As mentioned, this can happen without there being an issue.

> 2023-08-11 10:12:38.919 CEST [773947] LOG:  waiting for WAL to become
> available at 0/4E002000
> cp: cannot stat '/var/lib/pgsql/pg_archive/00000001000000000000004E': No
> such file or directory
> 2023-08-11 10:12:43.916 CEST [1050527] LOG:  started streaming WAL from
> primary at 0/4E000000 on timeline 1
> 2023-08-11 10:12:43.916 CEST [1050527] FATAL:  could not receive data from
> WAL stream: ERROR:  requested WAL segment 00000001000000000000004E has
> already been removed

This is a problem though- the primary doesn't have the WAL and neither
does the archive.  Without that WAL, the replica can't play forward and
therefore isn't able to ever catch up to where the primary is.  There's
clearly something going wrong if you're properly archiving the WAL on
your primary to some location and then the replica isn't able to fetch
that WAL.

> So, seeing logs flooded that way.... I don't like it (even if I could be
> sure everything is in sync) particularly for master shows:
> 
> -> $ sudo -u postgres psql --port=5432 -x -c 'select client_addr,sync_state
> from pg_stat_replication;'
> could not change directory to "/root": Permission denied

This is just from psql starting up and trying to look in /root's home
dir because you used sudo.  That's not actually an issue.

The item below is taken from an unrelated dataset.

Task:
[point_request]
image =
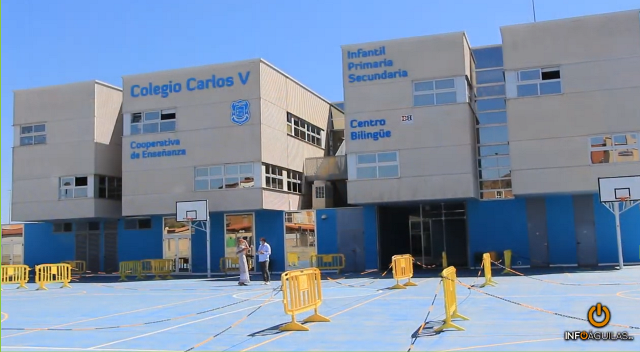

> so I do 'pg_basebackup' then.

Do you have an archive_command configured on your primary..?  I'd
strongly recommend that you set that up and, ideally, use a well written
tool like pgbackrest to handle your backup, recovery, archiving, et al.
Without a WAL archive, you'll have this risk that the WAL which the
replica needs isn't available any more, or otherwise risk running the
primary out of disk space if the replica is offline for a long time.